Academics concerned about life science site

September 3, 1999

A giant electronic publishing site for life sciences research in the United States could undermine the interests of authors, British academics fear, writes Kam Patel.

When mooted by the US National Institutes of Health, the scheme was heralded as a pioneering initiative with the potential to allow research to be distributed and accessed speedily at no cost to the user, overcoming the price barriers erected by commercial publishers. Critically, the scheme appeared to offer the prospect of authors being able to archive refereed and non-refereed material themselves.

But a statement this week from NIH director Harold Varmus has caused academics concern that the issue of self-archiving by authors has not been addressed.

Originally called E-Biomed, the scheme has now been renamed PubMed and expanded to cover agricultural and plant sciences as well as biomedicine.

Dr Varmus said peer-reviewed reports will be provided to PubMed from "participating publishers and societies that have mediated the review process".

He said the plan is to make reports available through PubMed by January 2000 and urged "publishers, societies, editorial boards and other organisations" interested in depositing material in PubMed to contact the NIH.

Fred Friend, of the Standing Conference of National and University Libraries, is worried by the absence of "academics" and non-participating publishers and societies in the scenario for submitting papers to PubMed.

"It does seem the NIH is allowing publishers and other organisations to reassert their control over the preprint process and this may not be in the long-term interests of academics," he said.

Mr Friend said the original NIH scheme proposed that peer-reviewed articles would be sent in by editorial boards. But the latest comments from Dr Varmus suggest this will now be left to publishers.

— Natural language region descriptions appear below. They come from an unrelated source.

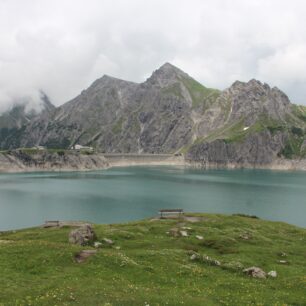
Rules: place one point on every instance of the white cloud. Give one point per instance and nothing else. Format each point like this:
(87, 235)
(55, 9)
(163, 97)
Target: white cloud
(63, 46)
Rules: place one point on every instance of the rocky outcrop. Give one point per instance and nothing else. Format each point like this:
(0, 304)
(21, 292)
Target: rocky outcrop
(248, 124)
(16, 161)
(83, 235)
(255, 272)
(257, 149)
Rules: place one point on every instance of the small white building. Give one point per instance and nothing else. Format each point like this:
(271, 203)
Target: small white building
(80, 147)
(40, 148)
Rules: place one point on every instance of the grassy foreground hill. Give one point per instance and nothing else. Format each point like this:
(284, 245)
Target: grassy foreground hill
(148, 265)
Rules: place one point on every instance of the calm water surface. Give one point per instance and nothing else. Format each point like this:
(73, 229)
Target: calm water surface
(124, 194)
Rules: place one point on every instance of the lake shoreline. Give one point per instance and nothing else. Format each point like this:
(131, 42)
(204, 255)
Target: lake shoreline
(74, 161)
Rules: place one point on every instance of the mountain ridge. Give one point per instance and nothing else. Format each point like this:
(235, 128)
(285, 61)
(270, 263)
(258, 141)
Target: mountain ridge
(172, 112)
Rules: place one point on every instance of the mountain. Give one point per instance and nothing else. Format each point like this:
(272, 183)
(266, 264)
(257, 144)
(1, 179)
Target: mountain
(247, 124)
(13, 121)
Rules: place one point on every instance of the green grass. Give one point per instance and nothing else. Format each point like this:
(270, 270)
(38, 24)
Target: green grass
(200, 94)
(38, 267)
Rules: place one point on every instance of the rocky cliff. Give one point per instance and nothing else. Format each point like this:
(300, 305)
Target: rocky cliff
(27, 160)
(248, 123)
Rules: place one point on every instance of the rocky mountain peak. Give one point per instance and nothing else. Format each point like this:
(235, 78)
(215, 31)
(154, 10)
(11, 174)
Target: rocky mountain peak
(166, 75)
(253, 99)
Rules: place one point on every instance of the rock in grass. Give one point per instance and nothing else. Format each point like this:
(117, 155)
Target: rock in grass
(255, 272)
(195, 256)
(108, 241)
(97, 244)
(211, 261)
(272, 274)
(84, 254)
(184, 233)
(82, 235)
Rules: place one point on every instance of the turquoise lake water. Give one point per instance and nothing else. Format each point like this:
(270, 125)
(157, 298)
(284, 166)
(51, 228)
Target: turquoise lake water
(124, 194)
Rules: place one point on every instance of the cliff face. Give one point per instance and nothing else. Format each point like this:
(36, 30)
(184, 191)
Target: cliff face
(248, 123)
(16, 161)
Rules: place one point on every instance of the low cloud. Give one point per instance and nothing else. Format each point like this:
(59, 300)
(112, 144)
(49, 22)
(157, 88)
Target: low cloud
(61, 47)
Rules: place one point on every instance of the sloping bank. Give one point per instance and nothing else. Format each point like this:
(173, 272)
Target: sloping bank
(260, 151)
(61, 160)
(217, 154)
(202, 259)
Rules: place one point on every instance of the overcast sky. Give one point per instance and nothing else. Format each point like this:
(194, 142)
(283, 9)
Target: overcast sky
(62, 46)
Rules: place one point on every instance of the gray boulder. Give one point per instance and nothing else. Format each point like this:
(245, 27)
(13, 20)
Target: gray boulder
(255, 272)
(82, 235)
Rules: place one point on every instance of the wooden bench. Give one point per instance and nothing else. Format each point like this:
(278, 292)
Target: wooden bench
(166, 212)
(51, 224)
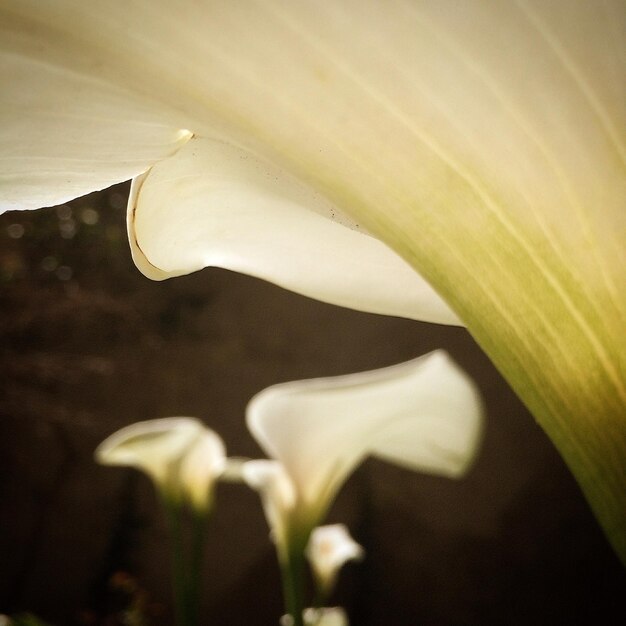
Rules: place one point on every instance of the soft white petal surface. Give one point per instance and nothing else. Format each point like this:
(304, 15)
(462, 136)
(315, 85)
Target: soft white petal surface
(200, 467)
(213, 204)
(153, 446)
(328, 616)
(277, 492)
(329, 548)
(65, 132)
(424, 414)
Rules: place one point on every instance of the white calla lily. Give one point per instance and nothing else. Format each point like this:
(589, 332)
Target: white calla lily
(181, 456)
(214, 204)
(327, 616)
(424, 415)
(484, 142)
(330, 547)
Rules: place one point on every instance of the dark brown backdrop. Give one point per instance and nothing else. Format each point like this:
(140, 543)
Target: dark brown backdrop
(90, 345)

"The statement recognises that this could lead to a delay in submission to PubMed for commercial not academic reasons," said Mr Friend. "Similarly, the non-reviewed submissions are now to be made by organisations more than by individuals and this could lead to the dead hand of bureaucracy delaying publication. I hope I am wrong, because PubMed could bring major benefits if it works well."

Southampton University's Stevan Harnad, founder of an online self-archive for the cognitive sciences, said: "We need more clarification from NIH on whether authors will be able to self-archive. The answer might turn out to be that only publishers will be able to archive refereed papers in PubMed."